The British had suffered 600 casualties to the Americans’ 300. With the numbers of the Continental Army continuing to swell, this was a ratio that Burgoyne couldn’t continue to suffer, so, he had to pull up and wait for reinforcements. Burgoyne was hoping that General Clinton would arrive with men, food, and supplies from New York City.
In the days between the battles, the ongoing feud between Arnold and Gates exploded after Gates’s report on the battle didn’t mention Arnold at all, despite the fact that Arnold and his troops did all of the fighting. Gates ended up relieving Arnold of command.
When Burgoyne became aware that Clinton wouldn’t be coming, he sought a council with his senior officers. Some lobbied for a retreat which Burgoyne rejected, calling it “disgraceful.” He instead decided to assault the left flank of the Americans with 2,000 men. But Gates’ troops now numbered 12,000 and held the high ground. Even more importantly, Gates was aware of Burgoyne’s situation, having captured several deserters as well as correspondence from Burgoyne to Clinton pleading for help.
Battle of Bemis Heights
The two sides were maneuvering into position all morning. The British were moving their artillery into a wheat field, but their flanks were dangerously exposed. Shortly after 2 p.m., the British grenadiers attacked although their artillery fire had been ineffective.
The Americans held their fire until the British were in close range. Only then did they open fire devastating the British charge. Most of the grenadiers were killed, wounded, or captured; six of the 10 cannons were captured as well. Burgoyne was nearly killed as Morgan’s sharpshooters hit his horse, hat, and waistcoat with well-aimed shots. The British suffered about 400 casualties.
The Americans were buoyed by the arrival of General Arnold who rode out to the battlefield and led a charge on horseback which helped the Americans break the British lines and force them into retreat. His leg was severely wounded again during the attack and he was carried back to headquarters on a litter.
Burgoyne withdrew to the lines he had occupied in early September, but his troops were soon surrounded by vastly superior American forces. The British surrendered on October 17. Burgoyne was never given command of a major British force again.
‘The Astonishment of Everyone’
As one British officer wrote after the battle, the British learned that the fledgling American army was not going to give in easily. They now had a newfound respect for the colonials.
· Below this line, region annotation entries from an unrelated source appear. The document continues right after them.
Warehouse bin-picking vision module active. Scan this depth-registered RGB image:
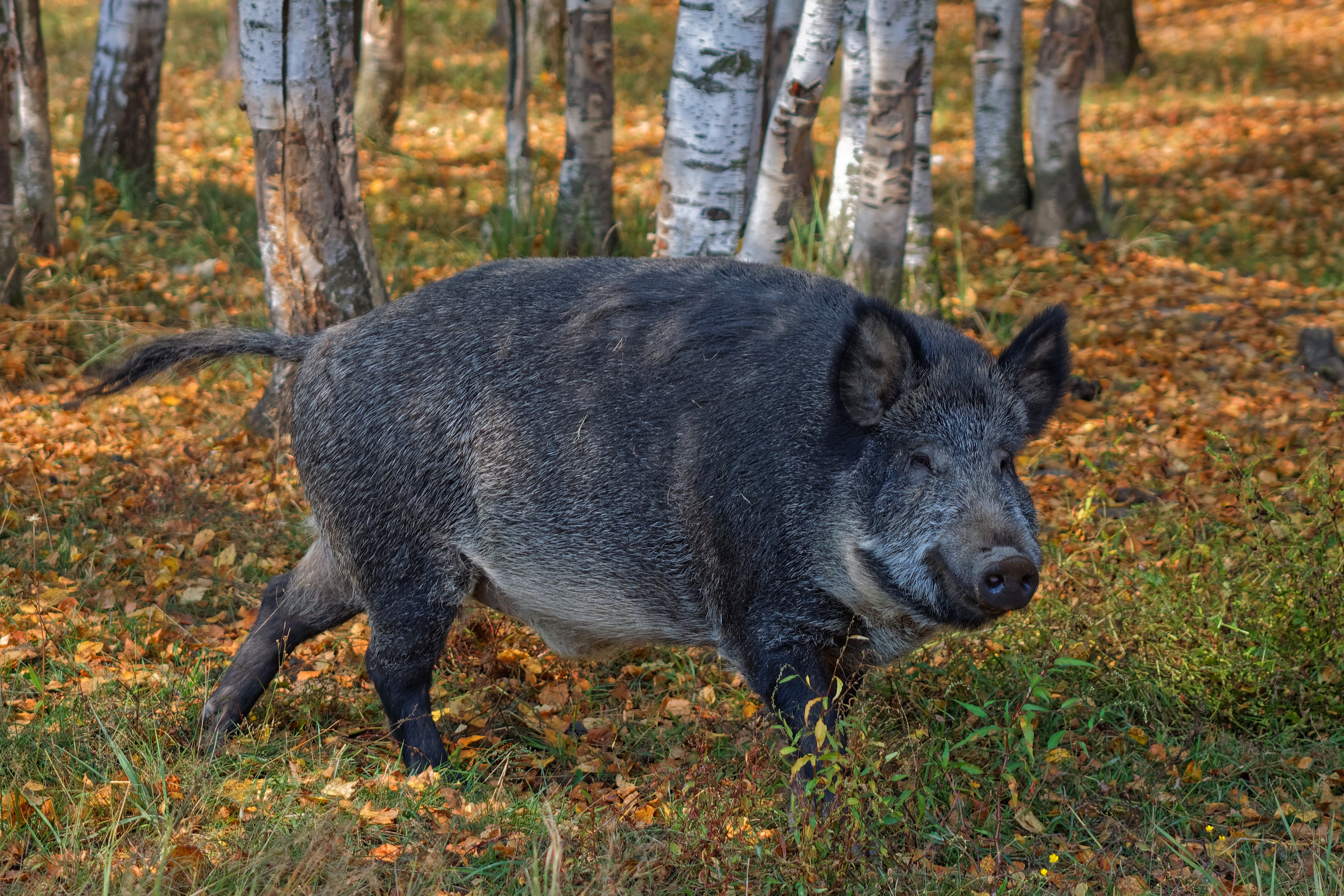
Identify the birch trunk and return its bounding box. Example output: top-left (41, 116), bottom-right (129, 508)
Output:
top-left (905, 0), bottom-right (941, 314)
top-left (355, 0), bottom-right (406, 144)
top-left (79, 0), bottom-right (168, 196)
top-left (9, 0), bottom-right (59, 255)
top-left (239, 0), bottom-right (384, 430)
top-left (653, 0), bottom-right (767, 257)
top-left (738, 0), bottom-right (844, 265)
top-left (1028, 0), bottom-right (1101, 246)
top-left (215, 0), bottom-right (243, 81)
top-left (1095, 0), bottom-right (1144, 83)
top-left (747, 0), bottom-right (816, 228)
top-left (555, 0), bottom-right (616, 255)
top-left (827, 0), bottom-right (870, 261)
top-left (972, 0), bottom-right (1031, 223)
top-left (847, 0), bottom-right (923, 302)
top-left (0, 3), bottom-right (23, 305)
top-left (504, 0), bottom-right (532, 219)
“The courage and obstinacy with which the Americans fought were the astonishment of everyone, and we now became fully convinced that they are not that contemptible enemy we had hitherto imagined them, incapable of standing a regular engagement and that they would only fight behind strong and powerful works,” the officer wrote.
Arnold’s reputation was restored but he remained bitter at the army. While in command of American forces in Philadelphia, he would commit treason by offering to turn over the defenses of West Point to the British.